Murphy snorted and said, “I can tell you now, it'd be a hard sell with the grunts.”

“But transfusions, from our present blood supply, could address the problem on a temporary basis,” Darryl suggested. He looked around at all of their faces. “Until we can figure out a cure- assuming one exists-I don't see how we can avoid doing something like that.”

“I think she may have a head start,” Charlotte said, and Michael guessed that this was what she'd been holding back. “A plasma bag has gone missing. I thought I'd misplaced it, even though I couldn't imagine how. But now, well, I guess I know what happened to it.”

Michael could hardly credit what he knew, in his heart, was probably true.

“That's just great,” Murphy said in exasperation. “Just great.”

Michael knew what was going through the chief's head-the endless reports he would have to write and the internal investigations he would have to conduct in order to account for all of this to his overlords. And how could he, really? They'd be carting him off to Bellevue in no time.

“And let's not forget that there's still another one out there,” Murphy added. “And he's still on the loose.”

The young lieutenant, Michael thought. Sinclair Copley.

“It's awfully dangerous out there,” Lawson commented. “Unless he made it back to the whaling station, he's probably at the bottom of some crevasse by now.”

“From your lips to God's ear,” Murphy said.

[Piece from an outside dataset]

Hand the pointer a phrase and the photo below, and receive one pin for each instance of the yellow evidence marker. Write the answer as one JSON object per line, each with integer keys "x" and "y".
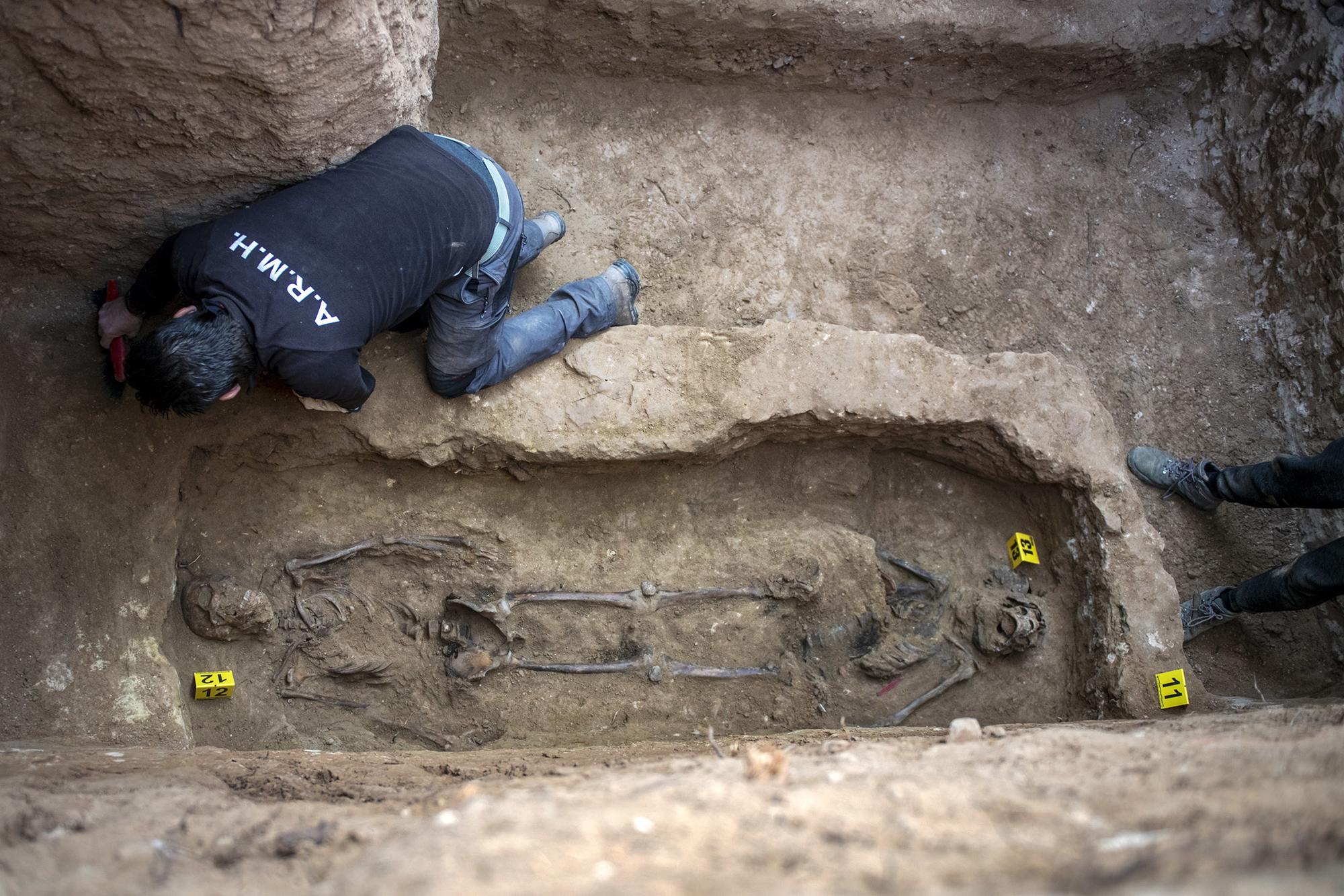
{"x": 1171, "y": 690}
{"x": 212, "y": 686}
{"x": 1022, "y": 549}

But Michael wasn't prepared to give up so easily, nor did he feel it would be right. Given all that this man had already survived, who was to say he had succumbed to the storm, or the polar extremes? Glancing out the window at the clear skies and the low, drifting snow, he said, “We've got a break in the weather. We could use it to mount a search. If we know anything at all about the guy, it's that he's got a powerful will to live.”

“And there's something else, too,” Charlotte put in. “We've got the most important thing in the world to him. Someone he'll want to get back-no matter what.”

The cold hand that had brushed across Michael's chest earlier suddenly brushed him again, and to his own surprise clamped down like a vise.

“Charlotte's right,” Darryl said. “When it comes to bait, we have the best.”